El pueblo vive de la plenitud de vida de las personas que lo componen, cada una de las cuales –en su propio puesto y a su manera– es consciente de sus propias responsabilidades y convicciones. De la exuberancia de vida de un verdadero pueblo, la vida crece, abundante y rica por el Estado, y por todos sus órganos, infundiendo en ellos, con vigor incesantemente renovado, la conciencia de su propia responsabilidad, el verdadero sentido de bien común.

Sin embargo, de la fuerza elemental de la masa, manejada y aprovechada con habilidad y maldad, puede servirse también el Estado, en las manos ambiciosas y ávaras de un gobernante o de muchos, agrupados artificialmente por tendencias egoístas. El propio Estado –con la ayuda de la masa, reducida a simple maquinaria– puede imponer su capricho a la parte mejor del verdadero pueblo. El interés común queda así golpeado gravemente durante largo tiempo, y la herida es con frecuencia muy difícil de curar.

Únicamente sobreviven –decía el Papa– por una parte las víctimas engañadas por la fascinación aparatosa de la democracia aparente, y por otra los explotadores tiránicos del pueblo situados en el gobierno para beneficios personales de poder o de dinero.

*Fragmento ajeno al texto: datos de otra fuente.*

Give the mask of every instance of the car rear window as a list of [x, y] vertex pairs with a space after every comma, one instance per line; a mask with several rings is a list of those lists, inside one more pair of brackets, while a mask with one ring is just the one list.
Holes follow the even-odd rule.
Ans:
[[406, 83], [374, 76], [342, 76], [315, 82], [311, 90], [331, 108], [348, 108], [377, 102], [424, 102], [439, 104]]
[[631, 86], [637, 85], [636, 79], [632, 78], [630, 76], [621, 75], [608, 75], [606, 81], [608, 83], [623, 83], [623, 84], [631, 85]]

El Pontífice distingue, por tanto, entre verdadera y falsa democracia: la primera es corolario de la existencia de un verdadero pueblo y de gobernantes fieles mandatarios hacedores de bien común; la segunda es consecuencia a su vez de la reducción del pueblo a la condición de mera masa humana para el logro de objetivos egoístas de sus gobernantes, de ambición y afán de aumentar sus propias ganancias, las de su casta y clase, mientras la búsqueda de los intereses particulares hace perder de vista y pone en peligro el verdadero bien común.

La democracia es poner bajo control del pueblo el poder político, en lugar de que quien está en el poder político se aproveche de las masas con el descarado ejercicio de la corrupción. La masa es la enemiga capital de la verdadera democracia, y de su ideal de libertad y justicia para la plenitud de un pueblo.

Es bueno recordar esto en nuestro tiempo, en momentos de tanto testimonio de ausencia de buen gobierno, grave corrupción en plena pandemia, y decisivas coyunturas electorales. La democracia es el gobierno para el pueblo, no para aprovecharse de él.